I couldn't begin to tell you how we got to the subject. I was at a party thrown by my neighbor in my own back yard, surrounded by drunk people I didn't know. It's strange coming to a party late when the drinking is heavy. Everyone speaks a different language. Perhaps food was the only thing that could bridge the gap. Tacos are a language that both the drunk and sober can easily understand.
And so I found myself talking to a guy with the most glorious beard, hearing almost nothing he said until he mentioned tacos dorados. Fried tacos are often delicious, and the taco enthusiast poured over every detail from the crispy shell to the warm meat filling.
He waxed poetic about the lettuce, tomatoes and salsa offering juxtaposing textures and flavors. He spun a yarn about meat-stuffed masa that only a food writer (or another drunk) could appreciate. It was enough that his taco story was the first thing I thought about when I woke up the next morning.
My taco friend was describing the tacos dorados at Restaurante Luna's, whose tortilla factory burned early this summer. I'd been meaning to see how the rebuild was coming along.
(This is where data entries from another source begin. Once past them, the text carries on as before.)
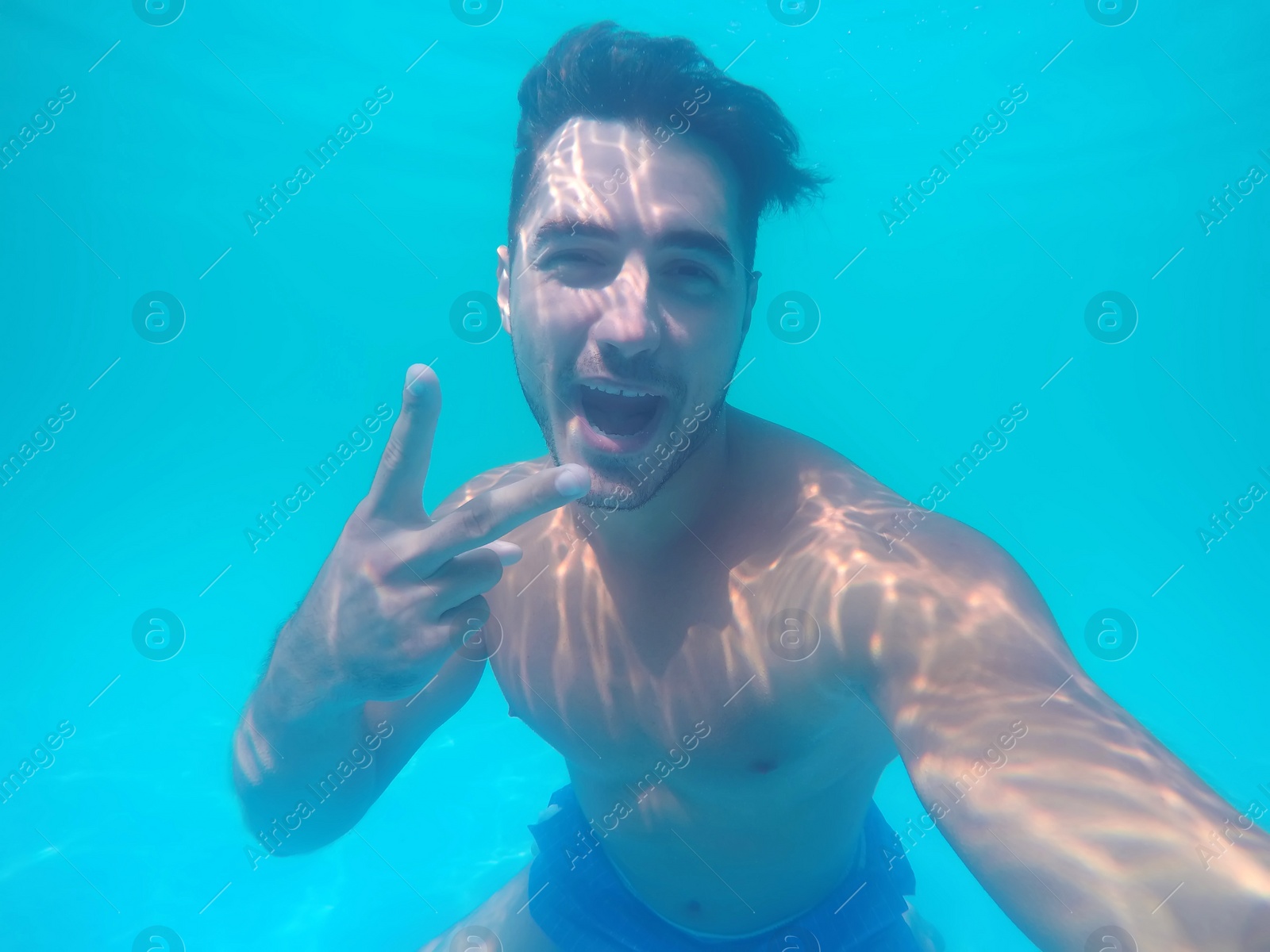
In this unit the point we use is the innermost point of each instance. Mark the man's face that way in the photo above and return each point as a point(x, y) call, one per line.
point(626, 302)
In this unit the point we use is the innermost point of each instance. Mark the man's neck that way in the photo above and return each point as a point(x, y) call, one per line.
point(702, 484)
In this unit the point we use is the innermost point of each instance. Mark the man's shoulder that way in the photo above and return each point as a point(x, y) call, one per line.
point(835, 493)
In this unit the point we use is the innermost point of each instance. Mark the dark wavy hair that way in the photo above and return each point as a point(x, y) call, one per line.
point(603, 71)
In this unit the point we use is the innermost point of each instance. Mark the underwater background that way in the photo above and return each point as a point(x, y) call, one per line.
point(179, 351)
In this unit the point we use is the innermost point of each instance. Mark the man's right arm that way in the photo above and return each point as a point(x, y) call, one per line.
point(368, 666)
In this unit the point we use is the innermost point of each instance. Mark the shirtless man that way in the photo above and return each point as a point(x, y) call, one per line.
point(713, 619)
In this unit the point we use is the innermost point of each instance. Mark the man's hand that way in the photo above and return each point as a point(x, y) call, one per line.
point(400, 590)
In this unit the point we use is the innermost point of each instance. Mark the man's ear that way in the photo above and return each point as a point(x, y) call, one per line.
point(505, 287)
point(752, 295)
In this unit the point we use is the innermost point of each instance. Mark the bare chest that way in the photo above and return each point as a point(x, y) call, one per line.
point(696, 677)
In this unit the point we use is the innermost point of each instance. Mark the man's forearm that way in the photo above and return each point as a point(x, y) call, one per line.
point(305, 772)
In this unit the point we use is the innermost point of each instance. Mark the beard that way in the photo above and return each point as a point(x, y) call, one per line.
point(626, 482)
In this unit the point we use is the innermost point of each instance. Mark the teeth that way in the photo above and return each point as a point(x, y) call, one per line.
point(606, 389)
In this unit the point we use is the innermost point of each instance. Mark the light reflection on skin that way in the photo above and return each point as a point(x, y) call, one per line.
point(628, 625)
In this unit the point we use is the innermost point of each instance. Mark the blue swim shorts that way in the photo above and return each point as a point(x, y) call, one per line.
point(581, 901)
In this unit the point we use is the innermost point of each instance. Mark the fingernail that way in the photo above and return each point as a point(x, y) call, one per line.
point(508, 552)
point(416, 376)
point(573, 480)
And now I had an excuse to eat tacos.
After so much poetry I expected perfection, but the tacos were oily and as crisp as they should be only about half the time. (The other half, they were a mess.) Chicken packed more flavor than beef, but neither version, when sampled in a carefully composed bite that included a little lettuce tomatoes and cotija cheese, stoked my desire to come back when they're using their own tortillas again.
As for the factory, it's even more of a mess than it was after the fire department left and the owners have given up on rebuilding across the street. Instead they're building a new factory and restaurant at the intersection of Northwest Highway and Stemmons Freeway. According to a waiter at the original restaurant, they should be open by December.
Hopefully in time for Christmas tamales.